The closing of College Supply Bookstore in mid-November, after 75 years of selling textbooks and school supplies to LSU students, closes out yet another chapter of Baton Rouge history.
Owner Chris Willis, whose parents acquired College Supply and Highland Road Bookstore in the early 1960s, decided it was time to close shop after sales increasingly suffered. He says business peaked five or six years ago before entering a steady decline, which steepened the last couple of years.
“Our sales had dropped off significantly over the last two or three years,” Willis says. “This was just the time to get out. We had started over the last year having to put some of our own money into the business to keep it going.”
Willis blames a combination of factors, including the Internet, where students across the United States can buy used textbooks from each other at prices Willis can’t hope to match. The trend of textbook warehouses selling directly to students rather than through retail stores hasn’t helped. Then there’s the wholesale price of the textbooks themselves, which he says has gotten completely out of hand.

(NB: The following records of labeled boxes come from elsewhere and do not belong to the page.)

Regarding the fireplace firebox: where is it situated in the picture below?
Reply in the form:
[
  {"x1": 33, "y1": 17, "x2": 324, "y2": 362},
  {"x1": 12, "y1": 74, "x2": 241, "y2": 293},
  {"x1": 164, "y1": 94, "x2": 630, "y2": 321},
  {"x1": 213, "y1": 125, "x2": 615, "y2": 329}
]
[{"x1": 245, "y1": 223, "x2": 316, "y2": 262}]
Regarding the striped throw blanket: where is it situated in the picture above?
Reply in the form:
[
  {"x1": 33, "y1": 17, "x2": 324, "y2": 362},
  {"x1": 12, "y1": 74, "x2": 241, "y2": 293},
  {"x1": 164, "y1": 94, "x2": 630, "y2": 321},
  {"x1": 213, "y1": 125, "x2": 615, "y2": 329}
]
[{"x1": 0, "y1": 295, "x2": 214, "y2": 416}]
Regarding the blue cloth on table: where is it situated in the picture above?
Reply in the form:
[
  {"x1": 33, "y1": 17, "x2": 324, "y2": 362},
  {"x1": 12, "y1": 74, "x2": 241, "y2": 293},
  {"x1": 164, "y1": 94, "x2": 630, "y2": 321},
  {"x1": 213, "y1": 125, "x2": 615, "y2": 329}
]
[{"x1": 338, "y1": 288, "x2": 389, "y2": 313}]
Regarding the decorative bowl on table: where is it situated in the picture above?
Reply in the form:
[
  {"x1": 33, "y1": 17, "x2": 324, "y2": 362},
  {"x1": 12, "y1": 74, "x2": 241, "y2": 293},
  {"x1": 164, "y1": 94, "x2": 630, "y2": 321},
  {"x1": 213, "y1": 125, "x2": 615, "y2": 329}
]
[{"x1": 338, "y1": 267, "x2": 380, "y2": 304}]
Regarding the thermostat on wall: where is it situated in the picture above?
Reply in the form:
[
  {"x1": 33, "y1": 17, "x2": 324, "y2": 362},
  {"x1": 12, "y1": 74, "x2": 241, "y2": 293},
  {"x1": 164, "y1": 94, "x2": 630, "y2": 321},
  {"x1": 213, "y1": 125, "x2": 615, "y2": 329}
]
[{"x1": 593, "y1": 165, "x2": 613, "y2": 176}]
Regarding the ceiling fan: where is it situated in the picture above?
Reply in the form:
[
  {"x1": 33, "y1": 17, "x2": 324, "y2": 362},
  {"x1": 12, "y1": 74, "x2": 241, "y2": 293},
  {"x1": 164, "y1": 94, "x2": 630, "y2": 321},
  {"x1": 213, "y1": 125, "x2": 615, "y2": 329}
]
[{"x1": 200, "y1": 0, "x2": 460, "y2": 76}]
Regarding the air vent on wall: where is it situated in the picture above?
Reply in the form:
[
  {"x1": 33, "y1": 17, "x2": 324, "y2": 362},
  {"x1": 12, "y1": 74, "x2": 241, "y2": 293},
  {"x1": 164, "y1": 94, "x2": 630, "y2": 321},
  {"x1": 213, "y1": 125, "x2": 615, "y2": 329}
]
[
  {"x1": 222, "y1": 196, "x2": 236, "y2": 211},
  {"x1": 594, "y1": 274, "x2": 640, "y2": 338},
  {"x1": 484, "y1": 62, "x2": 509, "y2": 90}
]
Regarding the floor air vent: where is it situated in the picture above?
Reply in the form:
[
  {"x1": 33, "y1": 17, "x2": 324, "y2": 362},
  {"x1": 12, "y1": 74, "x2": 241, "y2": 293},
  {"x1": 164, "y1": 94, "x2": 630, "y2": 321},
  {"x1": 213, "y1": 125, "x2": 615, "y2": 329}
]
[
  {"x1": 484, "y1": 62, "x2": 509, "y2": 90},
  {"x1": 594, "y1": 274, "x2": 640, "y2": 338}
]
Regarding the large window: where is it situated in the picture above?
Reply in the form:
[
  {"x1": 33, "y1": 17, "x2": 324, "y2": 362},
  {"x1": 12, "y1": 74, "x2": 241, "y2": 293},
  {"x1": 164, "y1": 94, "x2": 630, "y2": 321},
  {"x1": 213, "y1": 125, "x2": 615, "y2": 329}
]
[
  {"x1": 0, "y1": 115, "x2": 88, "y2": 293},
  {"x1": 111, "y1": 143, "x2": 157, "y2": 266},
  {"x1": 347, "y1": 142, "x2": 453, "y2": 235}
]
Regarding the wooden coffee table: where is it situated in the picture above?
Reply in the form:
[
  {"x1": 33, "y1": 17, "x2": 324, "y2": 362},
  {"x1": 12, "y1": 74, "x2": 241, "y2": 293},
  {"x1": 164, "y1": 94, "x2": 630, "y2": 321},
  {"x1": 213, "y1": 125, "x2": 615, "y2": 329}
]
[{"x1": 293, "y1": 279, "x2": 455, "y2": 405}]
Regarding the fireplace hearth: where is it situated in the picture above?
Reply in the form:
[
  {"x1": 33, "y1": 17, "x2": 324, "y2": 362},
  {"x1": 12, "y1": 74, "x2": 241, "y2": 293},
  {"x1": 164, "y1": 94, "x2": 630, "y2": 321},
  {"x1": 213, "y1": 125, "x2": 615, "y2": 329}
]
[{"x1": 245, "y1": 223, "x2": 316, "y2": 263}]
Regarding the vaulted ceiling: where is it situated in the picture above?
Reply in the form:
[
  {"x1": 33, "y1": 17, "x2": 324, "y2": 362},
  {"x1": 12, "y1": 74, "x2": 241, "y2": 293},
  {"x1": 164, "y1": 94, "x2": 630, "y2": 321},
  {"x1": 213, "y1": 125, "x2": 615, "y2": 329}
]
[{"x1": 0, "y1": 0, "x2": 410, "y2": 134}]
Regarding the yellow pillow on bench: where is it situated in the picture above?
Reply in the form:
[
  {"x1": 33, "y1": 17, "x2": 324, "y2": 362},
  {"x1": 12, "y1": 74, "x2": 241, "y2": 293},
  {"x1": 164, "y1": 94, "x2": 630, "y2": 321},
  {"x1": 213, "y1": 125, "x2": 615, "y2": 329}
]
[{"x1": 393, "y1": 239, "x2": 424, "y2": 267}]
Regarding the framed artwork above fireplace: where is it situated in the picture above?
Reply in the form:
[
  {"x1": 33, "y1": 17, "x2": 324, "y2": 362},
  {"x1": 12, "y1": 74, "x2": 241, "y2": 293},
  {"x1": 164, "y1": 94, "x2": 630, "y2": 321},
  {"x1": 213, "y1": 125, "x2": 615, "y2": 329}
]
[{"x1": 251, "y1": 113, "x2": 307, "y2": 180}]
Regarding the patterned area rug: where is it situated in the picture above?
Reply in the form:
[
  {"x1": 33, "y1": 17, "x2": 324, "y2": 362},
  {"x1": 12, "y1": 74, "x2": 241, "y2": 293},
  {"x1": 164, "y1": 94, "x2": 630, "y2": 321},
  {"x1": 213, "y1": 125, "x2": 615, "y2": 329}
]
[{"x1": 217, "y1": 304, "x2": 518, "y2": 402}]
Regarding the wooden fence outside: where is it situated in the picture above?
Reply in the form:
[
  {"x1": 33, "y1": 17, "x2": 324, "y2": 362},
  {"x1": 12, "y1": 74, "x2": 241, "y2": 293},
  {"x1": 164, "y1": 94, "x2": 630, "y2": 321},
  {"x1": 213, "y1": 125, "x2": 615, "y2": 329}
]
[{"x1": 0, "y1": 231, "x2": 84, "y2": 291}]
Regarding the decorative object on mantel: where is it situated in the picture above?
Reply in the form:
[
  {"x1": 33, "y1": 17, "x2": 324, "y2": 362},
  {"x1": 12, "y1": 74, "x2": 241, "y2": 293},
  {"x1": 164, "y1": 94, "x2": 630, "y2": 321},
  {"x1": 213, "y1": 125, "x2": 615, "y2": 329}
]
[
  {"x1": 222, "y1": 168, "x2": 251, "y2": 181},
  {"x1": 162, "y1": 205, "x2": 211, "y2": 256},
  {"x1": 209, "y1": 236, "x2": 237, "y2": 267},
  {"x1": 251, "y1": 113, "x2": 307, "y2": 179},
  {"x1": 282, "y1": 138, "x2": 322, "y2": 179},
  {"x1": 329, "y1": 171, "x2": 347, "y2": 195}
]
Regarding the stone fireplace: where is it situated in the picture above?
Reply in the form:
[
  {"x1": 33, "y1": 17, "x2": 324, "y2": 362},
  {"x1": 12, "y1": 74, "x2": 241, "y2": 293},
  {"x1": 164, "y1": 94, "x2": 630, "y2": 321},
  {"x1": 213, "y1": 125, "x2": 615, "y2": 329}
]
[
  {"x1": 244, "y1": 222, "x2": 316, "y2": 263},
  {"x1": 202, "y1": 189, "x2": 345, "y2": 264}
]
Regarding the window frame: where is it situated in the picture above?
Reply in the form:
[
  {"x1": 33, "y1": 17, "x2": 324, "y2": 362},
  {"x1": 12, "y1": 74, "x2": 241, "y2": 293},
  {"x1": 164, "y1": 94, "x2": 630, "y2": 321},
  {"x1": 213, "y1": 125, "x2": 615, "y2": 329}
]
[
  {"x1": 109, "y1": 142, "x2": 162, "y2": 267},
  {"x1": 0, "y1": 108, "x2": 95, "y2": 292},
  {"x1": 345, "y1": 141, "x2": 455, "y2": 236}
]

“Even used books are expensive,” Willis says. “A freshman calculus book—used—will run you about $135.”
Highland Road Bookstore, before it closed in 1981, sold law books and Greek gear—jewelry, T-shirts, etc. But College Supply has always been strictly textbooks. And supplies. For decades, it was enough.
“Most of the other stores around sell LSU things,” Willis says. “If you’ve got the space for it, that’s great. Some of the big stores like Co-op and LSU, they’ve got tons of space and they can handle all that stuff. There’s a big profit margin there, selling that stuff.”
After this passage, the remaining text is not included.